At the beginning of Lockdown I came across this rubbish dumped in a nature reserve where otters bred. There was human faeces everywhere.
“Why do people throw litter?” I’m asked.
It’s no excuse, but think it gives them a sense of release, which is why we are being inundated right now. I have studied the issue in my depth here.
Quite a lot of rubbish blows off building sites. Here I am in my V.E. Day dress, removing builder’s plastic from a New Forest pond along with a war-time can that looked at least 75 years old.
“What are the most distressing things you find?”
Fly-tipping upsets me. I took my family to help clear half a ton of plastic car parts dipped in a beautiful bluebell wood a mile from our house, last night. It’s been languishing there so long that a member of a UK Litter-picking group has asked me to send him what have become ‘collector’s items’ but there are too many! I dated the haul by a 2004 crisp-packet lodged with the hubcaps.
This was a load of brand new camping gear dumped in the New Forest National Park as if it was biodegradable.
It’s always distressing finding objects that have obviously been stolen, such as handbags, empty jewellry cases, laptops and iPhones. I’ve found eight different lots chucked in the river within half a mile of my home.

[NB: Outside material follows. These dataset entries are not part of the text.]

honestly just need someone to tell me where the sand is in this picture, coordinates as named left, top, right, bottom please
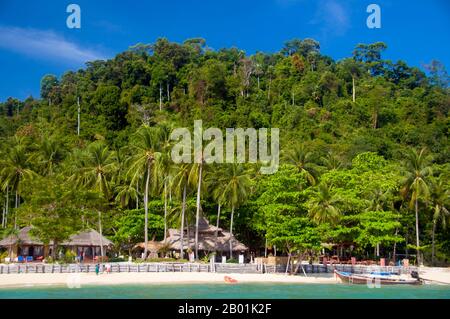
left=418, top=267, right=450, bottom=285
left=1, top=267, right=449, bottom=288
left=0, top=272, right=337, bottom=288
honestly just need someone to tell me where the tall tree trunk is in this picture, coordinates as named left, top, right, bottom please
left=264, top=237, right=267, bottom=258
left=372, top=111, right=378, bottom=129
left=194, top=163, right=203, bottom=260
left=215, top=203, right=221, bottom=252
left=180, top=184, right=187, bottom=259
left=164, top=180, right=168, bottom=242
left=159, top=83, right=163, bottom=111
left=229, top=205, right=234, bottom=259
left=415, top=198, right=421, bottom=266
left=52, top=241, right=57, bottom=260
left=294, top=252, right=304, bottom=275
left=268, top=76, right=272, bottom=101
left=136, top=179, right=139, bottom=209
left=1, top=206, right=5, bottom=229
left=352, top=76, right=356, bottom=103
left=4, top=186, right=9, bottom=228
left=393, top=228, right=398, bottom=264
left=285, top=252, right=291, bottom=275
left=144, top=163, right=151, bottom=259
left=77, top=96, right=81, bottom=136
left=98, top=211, right=104, bottom=258
left=431, top=220, right=436, bottom=266
left=167, top=83, right=170, bottom=102
left=14, top=190, right=18, bottom=229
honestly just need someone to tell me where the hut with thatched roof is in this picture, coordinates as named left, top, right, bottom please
left=61, top=229, right=113, bottom=260
left=0, top=227, right=113, bottom=262
left=0, top=226, right=45, bottom=260
left=163, top=217, right=248, bottom=258
left=132, top=240, right=166, bottom=259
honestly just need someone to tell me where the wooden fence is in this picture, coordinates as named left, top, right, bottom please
left=0, top=262, right=416, bottom=275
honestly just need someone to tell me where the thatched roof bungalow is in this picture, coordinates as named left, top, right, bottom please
left=0, top=227, right=113, bottom=261
left=132, top=241, right=166, bottom=259
left=0, top=226, right=45, bottom=259
left=163, top=217, right=248, bottom=257
left=61, top=229, right=113, bottom=259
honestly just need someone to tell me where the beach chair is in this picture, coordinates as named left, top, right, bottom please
left=17, top=256, right=24, bottom=263
left=26, top=256, right=33, bottom=262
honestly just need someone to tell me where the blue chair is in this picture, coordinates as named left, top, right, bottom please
left=26, top=256, right=33, bottom=262
left=17, top=256, right=24, bottom=262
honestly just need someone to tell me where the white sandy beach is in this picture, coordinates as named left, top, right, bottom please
left=0, top=272, right=338, bottom=288
left=418, top=267, right=450, bottom=285
left=0, top=267, right=449, bottom=288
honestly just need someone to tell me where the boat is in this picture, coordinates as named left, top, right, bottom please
left=334, top=270, right=422, bottom=285
left=224, top=276, right=238, bottom=283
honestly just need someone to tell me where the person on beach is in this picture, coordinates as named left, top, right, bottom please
left=106, top=263, right=111, bottom=274
left=95, top=263, right=100, bottom=275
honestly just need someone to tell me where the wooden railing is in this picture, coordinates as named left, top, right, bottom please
left=0, top=262, right=417, bottom=275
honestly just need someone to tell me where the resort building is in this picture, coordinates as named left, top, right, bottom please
left=61, top=229, right=113, bottom=261
left=0, top=227, right=45, bottom=262
left=163, top=217, right=248, bottom=259
left=132, top=240, right=165, bottom=259
left=0, top=227, right=112, bottom=262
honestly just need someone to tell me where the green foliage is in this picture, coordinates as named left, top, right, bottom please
left=0, top=38, right=448, bottom=264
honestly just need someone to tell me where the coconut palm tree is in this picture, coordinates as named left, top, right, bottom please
left=219, top=163, right=252, bottom=258
left=70, top=141, right=117, bottom=258
left=0, top=145, right=37, bottom=229
left=172, top=163, right=191, bottom=259
left=189, top=153, right=205, bottom=260
left=206, top=165, right=227, bottom=252
left=428, top=175, right=449, bottom=265
left=156, top=123, right=175, bottom=242
left=128, top=126, right=162, bottom=259
left=321, top=151, right=344, bottom=171
left=283, top=144, right=318, bottom=185
left=401, top=147, right=432, bottom=266
left=32, top=136, right=65, bottom=176
left=307, top=182, right=341, bottom=225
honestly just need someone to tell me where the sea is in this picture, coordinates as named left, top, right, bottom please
left=0, top=282, right=449, bottom=299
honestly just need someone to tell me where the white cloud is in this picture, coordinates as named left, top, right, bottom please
left=310, top=0, right=350, bottom=36
left=0, top=26, right=107, bottom=65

Finding nitrous oxide canisters worries me. What is something goes wrong? People are obviously taking it in areas inaccessible to an ambulance.
This bucket weighed in at 4kg. It can often weigh 6kg.
This is one of the most lethal objects found on a beach frequented by children, dogs and New Forest ponies. No one from the Council is going to find this.
Some items seem to have travelled a long way.
“What’s the weirdest thing you’ve found?”
I find long, fluorescent light bulbs washed up in the same place – intact. Here is one I found at the beginning of Lockdown. I’m assured they contain mercury and would be horrific if smashed.
“Do you do art with the rubbish?”
Not using the hub-caps, but during Lockdown I’ve begun to make abstract pictures with sea plastic. You can see the earring and beer bottle caps I found above.
This seascape is proving popular on Facebook:
Those of us collecting sea-plastic along the south coast have found a number of toy soldiers. I incorporated one into this collage:
Being a writer, I usually litter-pick alone so that I can take advantage of good weather and tides while being able to loosen-up after a day typing, but friends sometime join me. It’s fun and gives us plenty to chat about as we view society from the bottom up.